Saturday, February 23, 2013

Splitting up is easy for a PDF file

Occasionally, I needed to extract some pages from a multi-page pdf document. Suppose you have a 6-page pdf document named myoldfile.pdf. You want to extract into a new pdf file mynewfile.pdf containing only pages 1 and 2, 4 and 5 from myoldfile.pdf.

I did exactly that using pdktk, a command-line tool.

If pdftk is not already installed, install it like this on a Debian or Ubuntu-based computer.

$ sudo apt-get update
$ sudo apt-get install pdftk

Then, to make a new pdf with just pages 1, 2, 4, and 5 from the old pdf, do this:

$ pdftk myoldfile.pdf cat 1 2 4 5 output mynewfile.pdf

Note that cat and output are special pdftk keywords. cat specifies the operation to perform on the input file. output signals that what follows is the name of the output pdf file.

You can specify page ranges like this:

$ pdftk myoldfile.pdf cat 1-2 4-5 output mynewfile.pdf

pdftk has a few more tricks in its back pocket.
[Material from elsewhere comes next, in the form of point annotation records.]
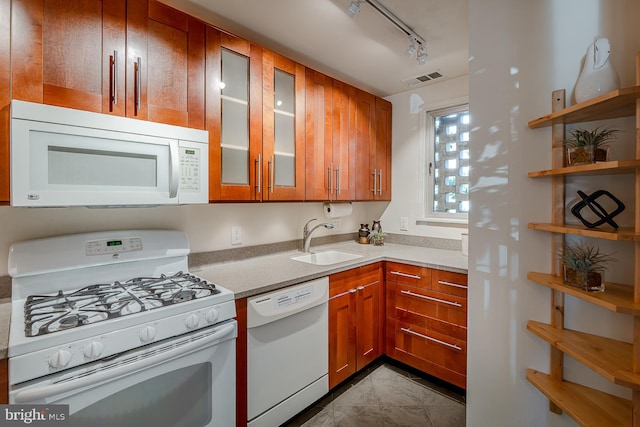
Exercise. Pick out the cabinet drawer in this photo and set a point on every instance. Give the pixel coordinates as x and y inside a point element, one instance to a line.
<point>448,308</point>
<point>439,355</point>
<point>408,275</point>
<point>349,280</point>
<point>449,282</point>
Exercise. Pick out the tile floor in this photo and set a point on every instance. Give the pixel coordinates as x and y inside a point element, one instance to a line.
<point>386,395</point>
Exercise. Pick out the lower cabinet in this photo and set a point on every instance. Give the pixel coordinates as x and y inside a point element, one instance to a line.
<point>356,310</point>
<point>426,324</point>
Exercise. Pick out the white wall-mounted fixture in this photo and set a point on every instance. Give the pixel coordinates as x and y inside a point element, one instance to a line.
<point>354,8</point>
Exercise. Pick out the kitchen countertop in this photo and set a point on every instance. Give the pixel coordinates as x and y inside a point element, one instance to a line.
<point>267,273</point>
<point>254,276</point>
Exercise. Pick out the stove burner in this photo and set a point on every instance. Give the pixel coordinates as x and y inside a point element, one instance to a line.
<point>46,314</point>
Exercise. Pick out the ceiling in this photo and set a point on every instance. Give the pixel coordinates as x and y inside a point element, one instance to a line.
<point>367,51</point>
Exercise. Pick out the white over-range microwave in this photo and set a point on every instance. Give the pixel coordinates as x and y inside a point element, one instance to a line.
<point>66,157</point>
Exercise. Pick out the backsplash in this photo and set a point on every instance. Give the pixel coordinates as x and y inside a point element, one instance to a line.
<point>234,254</point>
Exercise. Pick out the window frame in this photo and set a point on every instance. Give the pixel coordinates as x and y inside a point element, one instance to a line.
<point>429,179</point>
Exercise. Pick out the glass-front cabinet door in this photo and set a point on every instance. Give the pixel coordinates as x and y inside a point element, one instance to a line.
<point>284,128</point>
<point>234,117</point>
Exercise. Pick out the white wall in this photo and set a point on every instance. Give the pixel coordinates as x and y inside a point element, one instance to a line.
<point>520,52</point>
<point>208,226</point>
<point>409,121</point>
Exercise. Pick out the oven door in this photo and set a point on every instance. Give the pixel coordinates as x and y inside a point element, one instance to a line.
<point>183,381</point>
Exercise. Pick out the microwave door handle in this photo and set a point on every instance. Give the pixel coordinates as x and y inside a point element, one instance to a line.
<point>50,390</point>
<point>174,171</point>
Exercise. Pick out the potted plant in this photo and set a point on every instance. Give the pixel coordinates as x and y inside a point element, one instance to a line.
<point>583,266</point>
<point>588,146</point>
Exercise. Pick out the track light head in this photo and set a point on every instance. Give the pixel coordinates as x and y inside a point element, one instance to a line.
<point>412,47</point>
<point>353,9</point>
<point>422,55</point>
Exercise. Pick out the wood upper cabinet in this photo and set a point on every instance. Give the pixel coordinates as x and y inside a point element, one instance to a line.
<point>137,58</point>
<point>64,55</point>
<point>5,97</point>
<point>234,117</point>
<point>373,147</point>
<point>330,145</point>
<point>356,311</point>
<point>283,135</point>
<point>382,162</point>
<point>164,65</point>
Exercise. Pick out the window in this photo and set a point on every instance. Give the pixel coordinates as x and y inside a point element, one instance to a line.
<point>448,164</point>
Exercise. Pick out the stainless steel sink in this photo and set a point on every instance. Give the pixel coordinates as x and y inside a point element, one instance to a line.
<point>326,257</point>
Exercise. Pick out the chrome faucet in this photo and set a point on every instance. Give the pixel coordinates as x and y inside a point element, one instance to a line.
<point>306,233</point>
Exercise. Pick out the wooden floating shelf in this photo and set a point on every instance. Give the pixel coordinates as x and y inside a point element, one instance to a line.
<point>608,357</point>
<point>622,234</point>
<point>606,168</point>
<point>611,105</point>
<point>587,406</point>
<point>616,297</point>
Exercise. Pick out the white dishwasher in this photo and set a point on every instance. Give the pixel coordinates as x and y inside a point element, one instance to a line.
<point>287,352</point>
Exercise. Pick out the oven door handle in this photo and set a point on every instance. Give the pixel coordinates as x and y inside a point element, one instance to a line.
<point>138,363</point>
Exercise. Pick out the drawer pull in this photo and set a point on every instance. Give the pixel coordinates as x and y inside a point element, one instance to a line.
<point>412,276</point>
<point>409,331</point>
<point>455,285</point>
<point>457,304</point>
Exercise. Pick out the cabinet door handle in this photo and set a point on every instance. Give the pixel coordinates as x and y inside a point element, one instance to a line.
<point>138,73</point>
<point>413,294</point>
<point>411,276</point>
<point>113,87</point>
<point>409,331</point>
<point>272,168</point>
<point>375,181</point>
<point>455,285</point>
<point>259,174</point>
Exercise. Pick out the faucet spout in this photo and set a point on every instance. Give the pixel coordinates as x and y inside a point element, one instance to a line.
<point>306,233</point>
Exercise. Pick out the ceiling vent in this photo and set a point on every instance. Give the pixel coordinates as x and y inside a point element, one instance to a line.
<point>422,79</point>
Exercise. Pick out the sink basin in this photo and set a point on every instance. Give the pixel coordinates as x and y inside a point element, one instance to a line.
<point>326,257</point>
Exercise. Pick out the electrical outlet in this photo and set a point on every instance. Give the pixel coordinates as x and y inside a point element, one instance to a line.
<point>404,223</point>
<point>236,235</point>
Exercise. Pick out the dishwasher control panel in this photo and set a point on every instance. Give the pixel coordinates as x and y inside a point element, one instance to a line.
<point>266,308</point>
<point>293,297</point>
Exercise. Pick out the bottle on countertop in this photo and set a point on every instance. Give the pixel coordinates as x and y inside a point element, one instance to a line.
<point>363,234</point>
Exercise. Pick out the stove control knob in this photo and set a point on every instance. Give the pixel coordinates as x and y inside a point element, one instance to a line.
<point>60,359</point>
<point>212,316</point>
<point>93,350</point>
<point>192,321</point>
<point>148,333</point>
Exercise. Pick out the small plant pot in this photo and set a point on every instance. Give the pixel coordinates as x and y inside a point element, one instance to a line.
<point>592,281</point>
<point>579,155</point>
<point>601,154</point>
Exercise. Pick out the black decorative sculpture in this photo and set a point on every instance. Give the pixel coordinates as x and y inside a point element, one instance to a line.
<point>590,202</point>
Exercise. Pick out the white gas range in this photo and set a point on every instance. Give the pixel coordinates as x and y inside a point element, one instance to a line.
<point>99,317</point>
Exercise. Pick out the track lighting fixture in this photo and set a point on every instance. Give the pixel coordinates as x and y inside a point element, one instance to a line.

For example, you can specify a burst operation to split each page in the input file into a separate output file.

$ pdftk myoldfile.pdf burst 

By default, the output files are named pg_0001.pdf, pg_0002.pdf, etc.

pdftk is also capable of merging multiple pdf files into one pdf.

$ pdftk pg_0001.pdf pg_0002.pdf pg_0004.pdf pg_0005.pdf output mynewfile.pdf 

That would merge the files corresponding to the first, second, fourth and fifth pages into a single output pdf.

If you know of another easy way to split up pages from a pdf file, please tell us in a comment. Much appreciated.

Two updates (part 2, part 3) are available for this post.


Anand Reddy Pandikunta said...

Oh man... great tutorial. Thank you. keep posting!!

Tarik's Blog said...

Thanks! Straight to the point. Viva Linux!

Anonymous said...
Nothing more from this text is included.